Henri filled his tank but left the bike at the garage and returned to the centre of San Juan and into a bar with iron grilles on the windows. It was a dark and dingy cantina, lit by a single naked lightbulb swinging softly in the slight waft created by the three-bladed ceiling fan that provided no relief from the oppressive heat. There were four old men in the bar, sitting on deckchairs at a wooden table playing cards and each was nursing a rapidly warming bottle of beer and occasionally exchanging a word with the unshaven barman dressed in paint-spattered jeans and a grubby white vest. A radio was producing a tinny salsa in the background and Henri half expected it to stop as he walked in like the piano at a Wild West saloon. In fact, he was rather disappointed that the old men barely looked up from their game and the rough-looking, unkempt barman, who introduced himself as Paco, asked him very politely what he could get him. Two hours later, Henri emerged from the bar, blinking in the fierce sunlight and several dollars lighter having stood a few rounds of drinks and let himself be ‘taken’ at a few hands of cards. He had a hint of a smile on his face and his eyes were shining. He had found his El Dorado.

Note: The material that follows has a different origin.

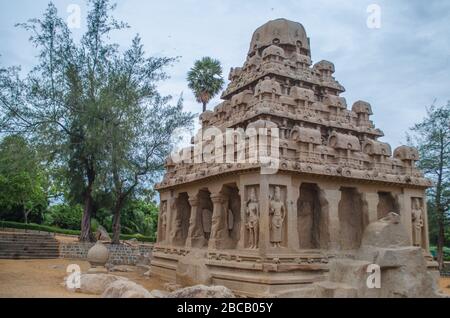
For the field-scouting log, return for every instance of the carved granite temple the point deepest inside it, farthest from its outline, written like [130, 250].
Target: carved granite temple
[263, 233]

Within three months of that first morning in San Juan, Henri had been quick to act. His two-hour chat in the bar had yielded him with the information he needed about the local population, the neighbouring villages, the proximity of the nearest large town and shopping centres and the amenability of the local mayor and police to unofficial welfare contributions. He rented an empty two-room shack from the bar owner and then took a week to go to the capital, call his uncles and aunts and apply for temporary residency. His family wired him an additional fifteen thousand dollars over four days and he gained a four-year-residency permit from the Immigration Department and all it cost him was a bottle of Chanel perfume and a swing set for the daughter of the chief of the residency department. Before he left the capital, he went to one of the major distributors for the grocery sector; a few notes and the odd bottle of Johnny Walker black label changed hands and all was set.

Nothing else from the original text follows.